O vereador Daniel Monteiro (Republicanos), que articula apoio e deve assinar como coautor da proposta, afirmou que não há tempo hábil para aprová-la em 2024, já que o recesso está previsto para começar no próximo dia 18 de julho.
“Mesmo que a gente aprove o projeto, não vai dar tempo. Tem que passar por dois turnos, ser sancionado… É impossível por uma questão de tempo mesmo”, explicou Monteiro em entrevista ao Jornal do Meio Dia (TV Vila Real, canal 10.1).
Uma Câmara com cara nova ou só maquiagem?
O debate ganhou força com o argumento de que o recesso de julho, somado às férias de fim de ano, totaliza 84 dias de folga por ano, número bem superior aos 30 dias de férias garantidos aos trabalhadores brasileiros.

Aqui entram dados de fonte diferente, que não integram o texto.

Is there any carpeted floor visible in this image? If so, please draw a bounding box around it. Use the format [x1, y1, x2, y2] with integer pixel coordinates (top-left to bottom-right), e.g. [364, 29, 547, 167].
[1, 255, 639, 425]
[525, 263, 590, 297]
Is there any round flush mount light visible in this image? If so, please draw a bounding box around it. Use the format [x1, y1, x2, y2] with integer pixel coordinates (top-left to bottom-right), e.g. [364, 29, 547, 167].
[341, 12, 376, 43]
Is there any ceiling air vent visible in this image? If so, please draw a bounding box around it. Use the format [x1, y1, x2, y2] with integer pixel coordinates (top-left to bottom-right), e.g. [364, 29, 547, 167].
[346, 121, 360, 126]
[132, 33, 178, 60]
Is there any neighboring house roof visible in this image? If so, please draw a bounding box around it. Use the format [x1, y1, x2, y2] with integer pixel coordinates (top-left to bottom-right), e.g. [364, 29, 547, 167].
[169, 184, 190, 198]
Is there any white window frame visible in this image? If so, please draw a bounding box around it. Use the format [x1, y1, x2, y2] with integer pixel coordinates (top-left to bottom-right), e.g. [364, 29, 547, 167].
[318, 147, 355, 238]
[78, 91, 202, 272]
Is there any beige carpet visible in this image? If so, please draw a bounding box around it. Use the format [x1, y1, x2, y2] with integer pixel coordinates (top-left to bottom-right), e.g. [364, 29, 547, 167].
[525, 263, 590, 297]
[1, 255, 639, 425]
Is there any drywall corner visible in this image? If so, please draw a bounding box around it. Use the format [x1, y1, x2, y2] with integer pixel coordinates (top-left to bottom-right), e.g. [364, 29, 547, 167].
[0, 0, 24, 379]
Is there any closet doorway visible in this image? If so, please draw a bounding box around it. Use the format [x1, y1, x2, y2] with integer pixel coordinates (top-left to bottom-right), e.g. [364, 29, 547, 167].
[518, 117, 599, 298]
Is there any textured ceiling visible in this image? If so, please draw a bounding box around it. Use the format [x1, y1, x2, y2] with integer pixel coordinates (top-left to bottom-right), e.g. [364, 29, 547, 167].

Para Nadaf e Monteiro, o recesso de meio de ano é um “mau exemplo” e a extinção dele seria um passo necessário para moralizar a atuação da Casa.
“A população está trabalhando, nós também deveríamos estar. Não precisa de recesso no meio do ano”, destacou Daniel.
A proposta, porém, ainda precisa de nove assinaturas para começar a tramitar, e, até agora, apenas sete parlamentares teriam manifestado apoio — cujos nomes não foram revelados por receio de pressão nos bastidores. Para ser aprovada, a emenda exige quórum qualificado de dois terços da Casa, ou seja, 18 votos em dois turnos.
Presidência resiste à mudança
A presidente da Câmara, vereadora Paula Calil (PL), se posicionou contrária ao fim do recesso, alegando que a pausa é importante para organizar a pauta de projetos, planejar as ações da Mesa Diretora e intensificar a fiscalização do Poder Executivo durante o período.
“É necessário o recesso parlamentar para que a gente consiga nos organizar. Eu, pelo menos, faço meu cronograma nesse período, e acredito que a maioria dos vereadores também”, justificou Calil.
Monteiro rebateu o argumento dizendo que, até 2026, haverá tempo suficiente para a Mesa se reorganizar e se adaptar à nova dinâmica de funcionamento sem o recesso.
Velhas práticas ainda resistem?
Com uma legislatura que se propôs a modernizar a Câmara e recuperar a imagem arranhada pela antiga pecha de “Casa dos Horrores” — marcada por escândalos, trocas de farpas públicas e falta de produtividade —, esperava-se mais firmeza nas ações para romper com antigos privilégios.
O projeto de Nadaf é, no discurso, um passo nessa direção. Mas, na prática, segue travado nos bastidores e adiado para o futuro, sem definição de prazo, sem apoio unânime e sem a urgência que a sociedade exige.
O que está em jogo?
-
30 dias de recesso em julho, somados a aproximadamente 54 dias entre dezembro e fevereiro;
-
Um total de 84 dias de inatividade legislativa por ano;
-
A possível inclusão de quatro sessões ordinárias a mais no calendário anual caso o recesso seja extinto;
-
Uma pressão crescente da sociedade por mais produtividade, transparência e comprometimento por parte dos vereadores.
Embora o projeto de extinção do recesso represente um aceno à moralização da atividade parlamentar, sua tramitação empacada e a resistência de lideranças da Casa revelam que os discursos de renovação ainda convivem com práticas antigas e pouco alinhadas à realidade da população.
Se a Câmara quer mesmo mostrar uma cara nova, precisa começar por atitudes concretas, não apenas promessas para daqui dois anos. Até lá, o eleitor segue observando — e questionando:
Câmara de Cuiabá está realmente mudando ou apenas maquiando os mesmos hábitos de sempre?